Evenals de boeddhistische Borobudur is de aan Shiva gewijde Lara Jonggrang een symbool van het heelal.
het bouwwerk is in drie boven elkaar gelegen 'werelden' verdeeld. De basis stelt de lagere wereld, het niveau van de gewone mens voor; de eigenlijke tempel is het symbool van de middelste wereld, die voorbehouden is aan diegenen die zich hebben vrijgemaakt van aardse zaken. Het bovenste gedeelte, de afsluiting van de tempel dus, is de zetel van de goden.
( Van links naar rechts boven: Durga, Ganesha en Agastya. Onder: links en rechts van de toegangspoort
Maha-kala en Nandisvara.)
Zoals eerder vermeld hierboven heeft de Candi Lara Jonggrang vier binnenruimten. De wanden van de belangrijkste cella zaijn, in tegenstelling tot de drie andere cella's, van onder tot boven rijk versierd.
Deze versieringen bestaan uit spiraalvormige bloemranken, medaillons en bloemvazen in kleine omlijste panelen. In het donker van de cella zijn deze versieringen nauwelijks zichtbaar.Tegen de achterwand staat een drie meter hoog beeld van Shiva als Maha-deva, de oppergod.
Links en rechts van de toegangspoort staan de beelden Maha-kala en Nandisvara; beide zijn weer andere verschijningsvormen van Shiva. Evenals het tempelgebouw zelf zijn de beelden vervaardigd uit Andesit-lava.In de zuidelijke cella zien we Shiva als Maha-guru, de hoogste leermeester; in de westelijke cella Ganesha, de zoon van Shiva als god der wijsheid met zijn olifantskop en mensenlichaam, en in de noordelijke cella staat zijn vrouw Durga op de buffelsdemon Mahisasura, die door haar gedood wordt.
Rondom de tempel loopt een galerij, die aan de buitenzijde door een brede muur wordt omzoomd en die bekroond wordt door stupa's of lingams.
Dit is misschien een boeddhistische invloed in dit zo shiwaïstische bouwwerk.
De balustrade of borstwering van de galerij is aan beide zijden met reliëfs versierd.
De decoraties van de buitenzijde bestaan uit nissen, die afgewisseld worden door inspringende panelen
De nissen hebben een omlijsting en zijn met kleine kala-koppen, kleine leeuwen- of papagaaienplastieken versierd.
De verdiept liggende vlakken tussen de nissen bevatten elk drie staande mannenfiguren.
De binnenzijde van de balustrade is versierd met tweeënveertig basreliëfs, die een gedeelte van de Ramâyâna-legende uitbeelden.
Wanneer men het verhaal in de juiste volgorde wil zien, moet men eerste de oostelijke trap beklimmen en dan links afbuigen naar de galerij.
Aan de zijkant van de trappen, dus in totaal acht keer, zijn reliëfs aangebracht met de beide hoofdfiguren uit de legende, Rama en Sita.
Aan de zijkant van de trappen, dus in totaal acht keer, zijn reliëfs aangebracht met de beide hoofdfiguren uit de legende, Rama en Sita.

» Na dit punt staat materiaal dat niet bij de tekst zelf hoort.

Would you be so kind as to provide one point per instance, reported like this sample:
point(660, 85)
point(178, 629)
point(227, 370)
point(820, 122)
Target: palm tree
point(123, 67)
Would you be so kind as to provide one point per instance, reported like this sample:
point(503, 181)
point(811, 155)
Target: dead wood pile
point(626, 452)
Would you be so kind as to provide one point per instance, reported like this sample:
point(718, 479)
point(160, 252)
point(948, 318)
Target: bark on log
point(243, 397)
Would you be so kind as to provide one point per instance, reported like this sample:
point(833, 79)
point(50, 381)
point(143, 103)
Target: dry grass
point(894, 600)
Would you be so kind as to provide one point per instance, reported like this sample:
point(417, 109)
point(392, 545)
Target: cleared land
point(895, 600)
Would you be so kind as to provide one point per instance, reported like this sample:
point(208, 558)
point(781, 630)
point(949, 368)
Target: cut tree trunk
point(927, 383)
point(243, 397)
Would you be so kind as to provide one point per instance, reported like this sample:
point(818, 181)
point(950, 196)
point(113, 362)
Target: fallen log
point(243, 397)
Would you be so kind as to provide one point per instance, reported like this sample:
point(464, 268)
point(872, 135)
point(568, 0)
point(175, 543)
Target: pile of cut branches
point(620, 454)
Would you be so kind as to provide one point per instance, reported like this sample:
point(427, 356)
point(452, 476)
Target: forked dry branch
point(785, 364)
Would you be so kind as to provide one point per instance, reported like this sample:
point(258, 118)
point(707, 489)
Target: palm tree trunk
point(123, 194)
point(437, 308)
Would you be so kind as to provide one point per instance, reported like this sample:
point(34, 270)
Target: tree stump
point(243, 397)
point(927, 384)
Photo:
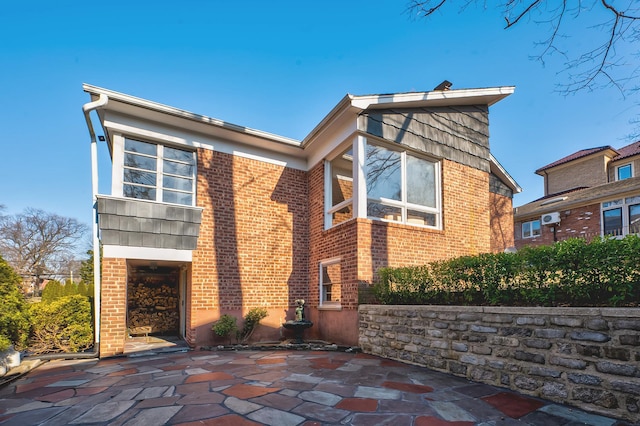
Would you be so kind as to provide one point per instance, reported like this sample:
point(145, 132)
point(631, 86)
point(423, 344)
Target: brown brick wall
point(578, 222)
point(113, 307)
point(252, 249)
point(465, 199)
point(587, 173)
point(366, 245)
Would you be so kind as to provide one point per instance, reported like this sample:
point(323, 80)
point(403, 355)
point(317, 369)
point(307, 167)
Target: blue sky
point(274, 66)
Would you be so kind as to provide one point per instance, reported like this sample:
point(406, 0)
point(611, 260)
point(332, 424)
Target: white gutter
point(86, 109)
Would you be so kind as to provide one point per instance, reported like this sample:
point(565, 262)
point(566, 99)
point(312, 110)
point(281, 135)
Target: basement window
point(330, 283)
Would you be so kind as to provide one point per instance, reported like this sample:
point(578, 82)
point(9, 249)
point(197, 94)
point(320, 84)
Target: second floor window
point(402, 187)
point(158, 173)
point(624, 172)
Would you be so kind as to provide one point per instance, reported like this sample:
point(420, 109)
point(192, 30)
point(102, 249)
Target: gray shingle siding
point(135, 223)
point(459, 134)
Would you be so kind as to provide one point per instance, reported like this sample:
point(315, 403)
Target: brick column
point(113, 307)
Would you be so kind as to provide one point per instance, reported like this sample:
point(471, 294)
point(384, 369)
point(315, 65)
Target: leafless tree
point(607, 60)
point(37, 243)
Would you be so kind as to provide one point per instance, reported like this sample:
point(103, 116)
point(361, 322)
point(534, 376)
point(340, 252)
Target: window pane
point(180, 169)
point(383, 173)
point(535, 228)
point(342, 177)
point(176, 197)
point(612, 222)
point(172, 182)
point(421, 218)
point(141, 147)
point(383, 211)
point(178, 154)
point(421, 182)
point(634, 219)
point(139, 192)
point(624, 172)
point(331, 281)
point(342, 215)
point(140, 162)
point(137, 176)
point(531, 229)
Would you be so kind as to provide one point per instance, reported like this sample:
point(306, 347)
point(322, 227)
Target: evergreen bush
point(603, 272)
point(63, 325)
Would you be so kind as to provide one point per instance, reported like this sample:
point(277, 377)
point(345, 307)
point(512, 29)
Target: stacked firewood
point(152, 308)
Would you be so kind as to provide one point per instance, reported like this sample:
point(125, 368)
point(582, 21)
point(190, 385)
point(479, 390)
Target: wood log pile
point(153, 308)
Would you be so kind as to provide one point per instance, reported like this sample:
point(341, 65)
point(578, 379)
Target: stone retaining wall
point(586, 357)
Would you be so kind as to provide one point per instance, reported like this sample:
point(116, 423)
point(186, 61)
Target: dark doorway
point(153, 300)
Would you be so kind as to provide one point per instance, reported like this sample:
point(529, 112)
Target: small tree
point(36, 243)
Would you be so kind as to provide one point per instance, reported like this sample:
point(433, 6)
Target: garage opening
point(153, 300)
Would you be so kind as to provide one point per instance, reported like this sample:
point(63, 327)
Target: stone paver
point(267, 387)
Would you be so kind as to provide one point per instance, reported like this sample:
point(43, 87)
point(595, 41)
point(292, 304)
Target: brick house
point(206, 217)
point(593, 192)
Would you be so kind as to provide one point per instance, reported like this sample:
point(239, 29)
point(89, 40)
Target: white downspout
point(86, 109)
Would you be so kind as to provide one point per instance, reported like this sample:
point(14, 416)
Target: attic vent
point(445, 85)
point(549, 218)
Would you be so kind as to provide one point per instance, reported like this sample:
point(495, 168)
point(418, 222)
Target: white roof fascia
point(176, 112)
point(486, 96)
point(501, 172)
point(356, 104)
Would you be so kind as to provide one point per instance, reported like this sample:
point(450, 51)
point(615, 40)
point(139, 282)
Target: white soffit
point(168, 115)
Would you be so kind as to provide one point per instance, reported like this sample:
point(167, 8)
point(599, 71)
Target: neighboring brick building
point(593, 192)
point(206, 217)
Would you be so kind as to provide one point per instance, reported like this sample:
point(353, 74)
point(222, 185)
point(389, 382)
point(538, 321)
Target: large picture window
point(401, 187)
point(158, 173)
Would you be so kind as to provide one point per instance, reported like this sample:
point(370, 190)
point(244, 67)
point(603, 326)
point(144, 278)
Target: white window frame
point(403, 204)
point(531, 235)
point(630, 165)
point(324, 304)
point(330, 209)
point(118, 182)
point(624, 204)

Hoog boven de galerij zien we een vierde rij reliëfs op de wanden van de Shiva-tempel.
Het zijn vierentwintig reliëfs met het zelfde motief: centraal staat een beeld van een god op een troon met aan iedere zijde een paneel waarop twee tot drie mannen- of vrouwenfiguren staan afgebeeld.
Bij het aanschouwen van deze Shiva-tempel is het niet alleen de schoonheid die imponeert, maar ook de vraag; hoe heeft men dit bouwwerk kunnen bouwen zonder de moderne hulpmiddelen die we tegenwoordig tot onze beschikking hebben.